I embrace quantum mechanics, not because I understand the minutia (details aren't that important to conceptual types), nor care, but because I "know" that it will eventually give words and visuals to help those who DO need them. That may relieve those who don't already accept (who need proof, poor dears) that non-visible energy is ubiquitous to innate communication, chemistry, instinct, phenomena, etc. It is a gift to be simple, sometimes. (I hear say that Buddha "knew" that already, too.)
I listen (with one ear, because the other one was knocked out when I was struck by lightning through the telephone, thus my near-death trip, thank you very much). (I may actually listen better, Mother Nature, in case there was intent on your part, and I'm just joking. I know you didn't choose me to go through all that, or DID you? Hummmm.) On the plus side, my senses are honed. And, another miracle? (Certainly it wasn’t very scientific at the time, but my friend "Quantum-a" will take care of that in time for those who care.) At one point, after much too much trauma build-up around my marital split, I just let go to my instincts. "She" took over. Whew! Life-changing. Forever freeing. Wrapping my little mind around drama and others' deep explanations, and craving life's ultimate answers hurts my wee brain-neurons too much. It's not that I don't deal with the tough things. I do. I just choose to savor hot, fresh bread, whenever I can. (Savor. I think that will be my new middle name.) Choices.
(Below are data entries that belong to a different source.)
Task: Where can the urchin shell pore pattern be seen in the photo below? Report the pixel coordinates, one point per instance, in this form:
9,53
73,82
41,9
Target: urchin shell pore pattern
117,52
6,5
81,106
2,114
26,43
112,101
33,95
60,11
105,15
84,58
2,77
So bravo to those stubborn, great minds who step through the looking glass (and did not fall through any black holes) over and over again to open worlds we never imagined, and give language to (former) intangibles! Language, in itself, boggles my mind, in that it is so limiting! (Try explaining a near-death experience!) I suppose that’s why "the" scientific method was constructed to give perimeters, so as not to allow too much sloppiness. I always say, “Good to have theories, then add in human beings, and querkkKK (not quark, LOL)." But that’s neither here nor there. For some people to NOT know everything, and yet still WANT to understand it all—the cosmos and its expansions and constrictions, etc.—what a gift and a burden. I appreciate their sacrifices and energy and mettle and brains. Oh, my.
And I, in my little world, defined by all of the above, am simply enjoying today's breeze, and sheets drying on the line (probably enhanced by that breeze, come to think of it), totally aware of the privilege.
Perhaps food is actually what’s really on my mind, not thoughts, this other stuff simply fodder for the mind, when the stomach is calling for homemade bread. Fie on mean, selfish people, and carbs and shoulds and should-nots and calories and scientific theories and all that.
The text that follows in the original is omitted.